MİMARİ TASARIM RAPORU

Mimari Tasarım Raporu ve Proje Hakkında

Ordu İli, Altınordu ilçesinde Nizamettin mahallesinde bulunan Konut, Ticaret, Özel donatı alanları ile alanda hazırlanmış olan “Mahalle” konsepti konusu ile “eklemlenme ” tema vurgusuna bağlı olarak kurgulanan proje çalışmasına yönelik açıklayıcı dokümandır. Alanın bütüncül olarak ele alınması ve bütüncül bir tasarım anlayışı üzerinden geliştirilmesi süreçlerinde tasarım raporu ile belirlenen kriterlere uyum büyük bir önem arz etmektedir.

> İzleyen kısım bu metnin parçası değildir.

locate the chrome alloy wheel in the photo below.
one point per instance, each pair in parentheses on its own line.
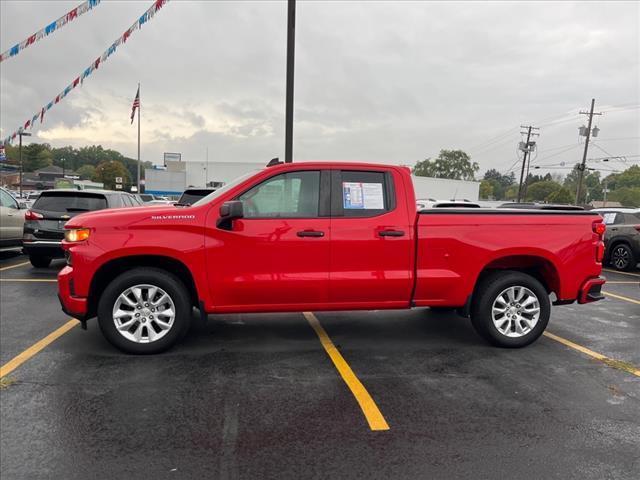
(620,258)
(515,312)
(143,313)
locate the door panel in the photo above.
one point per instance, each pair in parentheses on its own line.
(371,248)
(277,256)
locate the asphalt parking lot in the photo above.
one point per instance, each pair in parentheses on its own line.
(394,394)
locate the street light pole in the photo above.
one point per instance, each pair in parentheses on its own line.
(21,134)
(291,47)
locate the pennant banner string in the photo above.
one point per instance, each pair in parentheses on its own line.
(50,28)
(144,18)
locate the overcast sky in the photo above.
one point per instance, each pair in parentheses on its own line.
(377,81)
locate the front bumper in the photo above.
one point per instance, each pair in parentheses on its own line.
(71,305)
(591,290)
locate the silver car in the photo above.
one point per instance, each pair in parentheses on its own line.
(11,221)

“GELEN-(EK)-LEMLENME ” teması ile kentin planmış yapı dokusu ve Altınordu doğal yapısı arasındaki zıtlıktan beslenen bir arakesitte kurgulanan,  mütevazı ölçeğiyle sürdürülebilir mahalle önerisi sunulmuştur. Tasarlanan konutlar yapısal bağlamda yöresel mimarlık referanslarına ve yerleşke aklı olarak doğal yapı verilerine uygun olarak üretilmiştir. Doğa ile insan arasındaki eşikte var olan bu proje detaylarıyla açıklanmıştır.

Analiz

Tarih boyunca avcı-göçebe bir yaşam sürerken insanoğlu, toprağı kullanıp hayvanları evcilleştirerek ürün almaya; tarımsal faaliyetlerde bulunmaya başlamıştır. Geçim kaynakları olarak topraklarını işleyen aileler; bir arada yaşayarak tehlikelere karşı daha güçlü olmak, daha az emek harcayarak daha çok üretmek ve birbirlerinin eksikliklerini tamamlamak için bir araya gelerek bir toplum oluşturmuşlardır ve kentler işte bu aşamadan sonra ortaya çıkmaya başlamıştır. Belirli fiziksel mekânlarda ortak çıkarlar etrafında toplanmaya başlayan toplumlar kentlerin büyümesine katkı sağlayarak kentleşme sürecini başlatmışlardır. İlerleyen zamanlarda kentleşme ile dar alanda artan nüfus ve beraberinde çeşitlenen ihtiyaçlar üretimin kentte yoğunlaşmasına neden olmuş bununla birlikte mekânın kullanım yoğunluğu da artmıştır.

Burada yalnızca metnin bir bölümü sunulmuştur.